When it comes to selecting an IVF program, consumers often find themselves faced with two harsh realities. First, IVF affords them the only realistic chance of having a family and second, given failure on the part of the Society for Assisted Reproductive Technology (SART) and the Centers for Disease Control (CDC) to publish verifiable IVF outcome statistics, there is presently no reliable method by which to evaluate the competency of any IVF program on the basis of their performance. Simply stated, in the U.S.A when it comes to choosing an IVF program for treatment, it is still a case of “consumers beware”!

Against this background, many quality IVF programs, by offering a financial risk to their patients are providing a creative approach to building consumer confidence in their ability to help them go from “infertility to family”. Such financial Risk-Sharing Plans (RSP) link the cost of IVF services to a successful outcome (birth). In the process, the IVF program provides consumers with more than one IVF attempts for a single, much-reduced fee.

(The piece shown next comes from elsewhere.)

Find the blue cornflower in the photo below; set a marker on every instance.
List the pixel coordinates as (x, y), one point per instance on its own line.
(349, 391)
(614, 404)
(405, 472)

The RSP requires that the IVF program continue to treat until such time that a baby is born, or the promised services have been exhausted (whichever occurs first).  In this manner, financial risk is shared between the provider and the patient. Consumers immediately and instinctively recognize that only those IVF programs that are capable of achieving good results would be able to offer (and benefit financially from) such an arrangement while those that cannot, would lose and soon be forced to abandon the plan.

While generally speaking, contingency pricing in medicine is in large part ethically questionable, IVF is, in my opinion, a clear exception because here, the outcome is actuarially measurable, terms are clearly definable, and expectations are realistic. Thus, in the absence of insurance reimbursement, who is being hurt?